Apreciação: Uma bela surpresa, esta curta de ficção científica nacional. Estrada consegue, com meios limitados, criar um clima denso e absorvente, num cenário apocalíptico contido mas verosímil. A estória é contada de forma clássica mas segura, com alguns elementos oníricos que Estrada foi adicionando, solidificando a narrativa base e criando espaços para que esta respire. Boa direcção artística e fotografia, e interpretações sólidas de veteranos e estreantes, num elenco seguro e homogéneo. O único ponto negativo (ou meio ponto, neste caso) é ter uma duração estranha, quase televisiva, que pode prejudicar a sua exibição comercial. E este filme merece público, quanto mais não seja, porque é um género pouco explorado por cá, e que precisa de mais bons exemplos como este.
Classificação:
“Por Detrás da Moeda“
PRÉMIO DO PÚBLICO | MENÇÃO ESPECIAL DO JURI CINEMA PORTUGUÊS
Luís Moya – 93’ (Port) – PCP – FILME – documentário – falado port – ANTESTREIA MUNDIAL
O que se esconde atrás dos músicos que actuam nas ruas do centro do Porto? Luís Moya, vencedor do Prémio de Melhor Filme Português no Fantasporto 2013 com “Mia Mia Sudan Tamam Tamam”, renova o seu estilo de imersão em mundos que se revelam difíceis mas também cheios de humanidade, e vive o dia-a-dia destes músicos e personalidades originais que poucos conhecem.

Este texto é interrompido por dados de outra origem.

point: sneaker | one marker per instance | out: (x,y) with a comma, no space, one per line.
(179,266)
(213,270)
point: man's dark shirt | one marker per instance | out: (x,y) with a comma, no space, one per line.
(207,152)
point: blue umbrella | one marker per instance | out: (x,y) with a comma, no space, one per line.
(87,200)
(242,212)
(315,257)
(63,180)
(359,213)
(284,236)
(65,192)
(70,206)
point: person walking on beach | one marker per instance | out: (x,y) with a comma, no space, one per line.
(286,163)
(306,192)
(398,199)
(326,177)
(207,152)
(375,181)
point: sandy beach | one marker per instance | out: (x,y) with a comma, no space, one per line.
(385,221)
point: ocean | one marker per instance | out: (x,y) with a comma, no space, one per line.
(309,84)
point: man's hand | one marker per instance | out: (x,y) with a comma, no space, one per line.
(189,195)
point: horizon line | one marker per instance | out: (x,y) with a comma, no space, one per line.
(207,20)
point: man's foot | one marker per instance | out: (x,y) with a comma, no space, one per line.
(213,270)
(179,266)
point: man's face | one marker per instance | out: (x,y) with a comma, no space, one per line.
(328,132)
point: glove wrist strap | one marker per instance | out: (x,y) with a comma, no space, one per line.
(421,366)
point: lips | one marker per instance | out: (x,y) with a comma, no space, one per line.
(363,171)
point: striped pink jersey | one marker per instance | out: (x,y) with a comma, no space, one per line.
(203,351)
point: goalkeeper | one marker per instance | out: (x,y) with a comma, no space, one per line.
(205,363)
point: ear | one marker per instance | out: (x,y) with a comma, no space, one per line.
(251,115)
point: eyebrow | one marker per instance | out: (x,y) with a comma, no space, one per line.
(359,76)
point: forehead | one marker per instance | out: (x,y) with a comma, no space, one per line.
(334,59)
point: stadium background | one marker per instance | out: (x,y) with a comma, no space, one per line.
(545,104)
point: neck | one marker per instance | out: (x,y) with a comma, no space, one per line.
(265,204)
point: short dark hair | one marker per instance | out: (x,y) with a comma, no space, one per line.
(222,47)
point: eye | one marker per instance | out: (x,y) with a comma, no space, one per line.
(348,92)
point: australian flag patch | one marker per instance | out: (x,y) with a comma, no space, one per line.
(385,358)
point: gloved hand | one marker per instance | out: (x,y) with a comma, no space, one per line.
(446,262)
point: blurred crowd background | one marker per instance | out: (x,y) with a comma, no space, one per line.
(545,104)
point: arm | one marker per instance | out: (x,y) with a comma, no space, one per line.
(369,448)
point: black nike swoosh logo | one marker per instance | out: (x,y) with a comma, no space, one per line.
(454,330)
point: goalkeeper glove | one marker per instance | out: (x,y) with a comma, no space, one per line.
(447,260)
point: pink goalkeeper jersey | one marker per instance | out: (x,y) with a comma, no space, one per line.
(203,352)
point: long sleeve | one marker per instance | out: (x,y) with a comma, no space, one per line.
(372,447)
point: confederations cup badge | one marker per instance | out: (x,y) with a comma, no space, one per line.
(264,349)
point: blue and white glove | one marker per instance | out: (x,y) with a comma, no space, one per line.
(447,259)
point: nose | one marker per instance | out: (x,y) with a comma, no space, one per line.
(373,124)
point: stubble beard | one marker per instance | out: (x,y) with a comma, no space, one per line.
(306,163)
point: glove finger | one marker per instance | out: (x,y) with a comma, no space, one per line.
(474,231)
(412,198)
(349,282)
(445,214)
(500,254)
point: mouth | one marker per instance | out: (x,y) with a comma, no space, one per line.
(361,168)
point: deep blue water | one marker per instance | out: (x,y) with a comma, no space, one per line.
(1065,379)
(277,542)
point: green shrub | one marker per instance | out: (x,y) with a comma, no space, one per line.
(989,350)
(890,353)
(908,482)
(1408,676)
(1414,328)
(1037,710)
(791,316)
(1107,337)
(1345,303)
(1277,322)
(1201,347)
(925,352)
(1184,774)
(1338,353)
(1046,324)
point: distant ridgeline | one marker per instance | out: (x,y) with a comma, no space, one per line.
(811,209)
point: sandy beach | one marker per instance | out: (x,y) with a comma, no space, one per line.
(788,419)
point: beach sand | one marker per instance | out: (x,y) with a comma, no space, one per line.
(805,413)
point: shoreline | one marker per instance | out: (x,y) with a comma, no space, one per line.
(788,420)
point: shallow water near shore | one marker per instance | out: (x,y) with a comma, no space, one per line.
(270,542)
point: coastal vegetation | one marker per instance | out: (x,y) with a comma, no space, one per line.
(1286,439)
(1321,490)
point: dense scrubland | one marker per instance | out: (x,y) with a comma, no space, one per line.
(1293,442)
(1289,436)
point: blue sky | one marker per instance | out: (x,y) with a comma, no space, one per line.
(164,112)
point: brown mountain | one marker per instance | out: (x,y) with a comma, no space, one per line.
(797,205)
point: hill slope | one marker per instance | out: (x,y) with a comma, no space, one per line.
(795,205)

Apreciação: Não esperava que “Por Detrás da Moeda” fosse tão pungente e arrebatador. Partindo de uma premissa simples, documentar a vida dos músicos de rua do Porto, Moya vai construindo a narrativa como se estivesse a descascar uma cebola, camada por camada. Com uma contextualização frenética, Moya vai percorrendo locais e personagens numa busca de substância. Vai constrastanto estes músicos anónimos com outros mais conhecidos e estabelecidos, ao mesmo tempo que os vai distinguindo, por vocação ou necessidade. E este percurso é intenso e esclarecedor. Até Moya encontrar a história, o músico de rua que não se enquadra no sucesso. É aqui que o filme abranda e se aproxima, ao mesmo tempo que faz uma viagem ao boom do rock português, tão fascinante quanto emocional. A câmara de Moya vai decorando a narrativa com planos do dia a dia, de uma forma que parece que estamos a olhar para esta cidade como se fosse a primeira vez. A forma como olha é única, e não temos dúvida de que é a verdadeira. Isso é o que desarma aqui, a forma como o realizador se posiciona no filme, dá o corpo pela estória (e história) que quer contar, porque ela precisa de ser contada. Tecnicamente, e pela forma como foi filmado, esperava-se muito menos, mas Moya inventa planos e efeitos e cortes meticulosos, que mais do que ilustrar dão tom à narrativa. “Por Detrás da Moeda” é um documentário autêntico (parece redundância mas não é, visto que muitos não o são), que à partida diria mais a quem é do (ou quem vive no) Porto, mas que acaba por ser um documento social e cultural transversal à condição portuguesa. Haja uma distribuidora que aposte nele, porque Portugal precisa de ver este filme.